Underville attendit un instant puis émit un piaulement aigu. Ezr savait que c’était l’équivalent d’un reniflement méprisant.

Mais cet entretien pourrait, en dernier ressort, être montré à d’autres Araignées. Je ne vais pas vous lâcher comme ça, Underville. Ezr fouilla dans son paquetage et en tira le minuscule écrin de Rita.

— Et ça, qu’est-ce que c’est ? demanda la générale.

Aucune trace de curiosité dans la voix de Broute Underville.

— Un cadeau pour Jau Xin, de la part de sa femme. Un souvenir, au cas où vous ne voudriez pas le libérer.

Underville était perchée à près de deux mètres de lui, mais Ezr ne s’était jusqu’à présent pas rendu compte jusqu’où portaient les membres supérieurs d’une Araignée. Quatre bras noirs jaillirent comme des harpons et lui arrachèrent le coffret des mains. Les bras d’Underville se rétractèrent, présentèrent la boîte à un côté de sa carapace vitreuse, puis à un autre. Ses mains pointues produisaient de menus crissements tandis qu’elle essayait de forcer le couvercle et la serrure à empreinte.
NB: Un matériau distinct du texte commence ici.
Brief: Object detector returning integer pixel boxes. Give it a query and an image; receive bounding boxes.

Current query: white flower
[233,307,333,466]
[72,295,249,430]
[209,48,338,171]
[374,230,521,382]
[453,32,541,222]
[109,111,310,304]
— Elle est codée pour le pouce de Jau Xin. Si vous essayez de l’ouvrir de force, le contenu sera détruit.

— Tant pis.

Mais l’Araignée cessa d’appuyer les bouts effilés de ses mains sur la boîte. Elle la tint encore un moment puis poussa un sifflement aigu et la lança en direction d’Ezr.

Le discordant sifflement continua lorsque Zinmin Broute se mit à traduire.

— Maudits soient vos yeux d’avorton ! cracha Broute d’une voix irritée. Reprenez le cadeau destiné à un assassin. Reprenez Xin et le reste de l’équipage.

— Merci, mon général. Merci.

Ezr bondit pour ramasser le cadeau de Rita.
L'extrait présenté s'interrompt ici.